Grace emphasizes that just because she was able to participate in the webinar, it doesn’t mean she’s no longer fearful about speaking out.

“Sometimes it can seem like [...] when you're listening to somebody's story and they're giving this amazing advice, it [feels] like, ‘Oh, I need to get to that place.’ I feel like when it comes to things like chronic pain, it's such a roller coaster type of experience though.”

“For me, I want to find somebody who will validate and love me through my pain, which isn't  something that I've ever experienced before,” Grace adds. “I'm so scared for the next time I am going to have that conversation with a partner, so it's all a learning process.”

It’s her safe people that have, over time, changed how she relates to that fear and her pain in general. 

“I'm still young and I still don't have it all figured out, but the biggest thing that's really helped me is just to remind myself, “it's okay for it to suck, it's okay for it to be emotionally painful, and it's okay to feel the emotions. At the same time,  always give yourself that grace and protect your peace’.”

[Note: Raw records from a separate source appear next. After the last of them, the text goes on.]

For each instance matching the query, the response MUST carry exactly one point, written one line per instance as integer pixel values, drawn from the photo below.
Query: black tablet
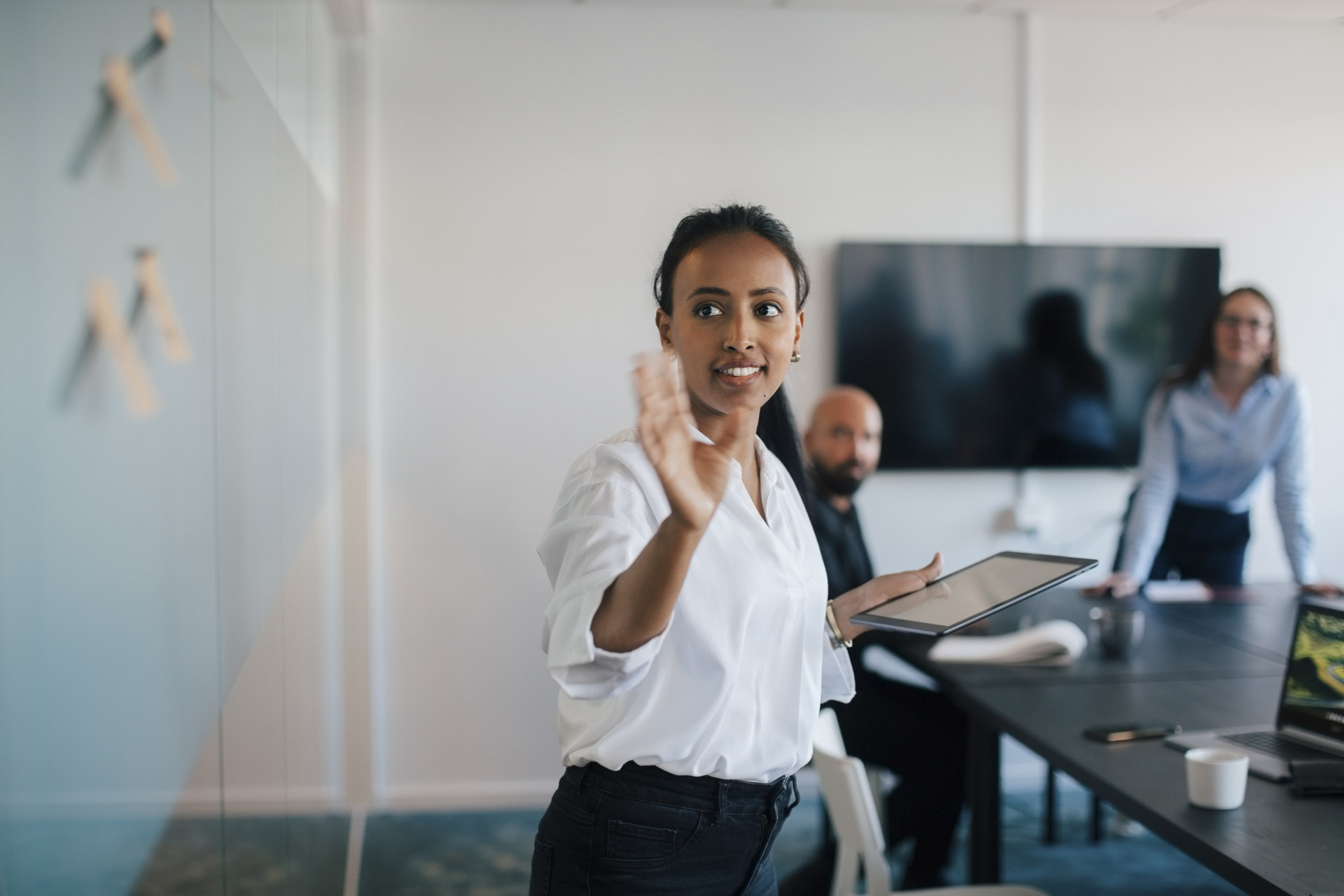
(967, 596)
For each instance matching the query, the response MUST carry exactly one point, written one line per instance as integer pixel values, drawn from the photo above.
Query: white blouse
(733, 686)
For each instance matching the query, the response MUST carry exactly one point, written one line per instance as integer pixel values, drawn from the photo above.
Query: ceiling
(1305, 11)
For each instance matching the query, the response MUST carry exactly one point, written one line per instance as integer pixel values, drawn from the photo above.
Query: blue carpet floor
(488, 854)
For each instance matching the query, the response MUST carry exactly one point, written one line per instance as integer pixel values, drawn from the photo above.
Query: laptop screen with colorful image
(1314, 688)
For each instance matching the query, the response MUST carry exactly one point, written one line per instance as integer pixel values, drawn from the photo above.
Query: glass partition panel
(170, 704)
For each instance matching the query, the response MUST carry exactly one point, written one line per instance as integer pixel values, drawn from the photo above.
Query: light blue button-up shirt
(1201, 452)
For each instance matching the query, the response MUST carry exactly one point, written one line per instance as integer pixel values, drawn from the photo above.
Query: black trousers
(643, 831)
(919, 735)
(1203, 543)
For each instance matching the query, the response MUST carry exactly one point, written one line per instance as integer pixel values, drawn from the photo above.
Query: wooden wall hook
(153, 293)
(160, 35)
(112, 333)
(117, 84)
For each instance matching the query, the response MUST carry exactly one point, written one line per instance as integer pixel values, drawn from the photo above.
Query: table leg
(1051, 833)
(985, 813)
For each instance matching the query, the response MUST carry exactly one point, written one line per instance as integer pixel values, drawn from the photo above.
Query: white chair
(845, 786)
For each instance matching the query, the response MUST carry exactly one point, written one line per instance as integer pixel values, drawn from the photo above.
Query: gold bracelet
(836, 637)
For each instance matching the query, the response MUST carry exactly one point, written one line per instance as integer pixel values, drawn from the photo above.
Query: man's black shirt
(843, 550)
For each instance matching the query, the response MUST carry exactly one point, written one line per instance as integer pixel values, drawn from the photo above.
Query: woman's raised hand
(695, 475)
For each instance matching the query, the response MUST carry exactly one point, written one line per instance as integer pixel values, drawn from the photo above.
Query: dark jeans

She’s also learned tools and techniques that have given her strength.

“[Give] yourself grace and [realize] that person’s response to something so vulnerable is not reflective of you or what you shared. That is entirely on that person to react in that way, and remind yourself that's not a safe person to have in my life – at least in this time.”

What’s more important, Grace says, is to honor where you’re at first though. If you don’t feel ready to share your story at all, you don’t have to – even if you see others doing so. 

“Protect yourself and protect your peace.”

“Just keep implementing that positive self-talk,” she adds.“Because eventually you're going to start telling more safe people, you're going to start feeling more validated, and you're going to start to believe that it's true.”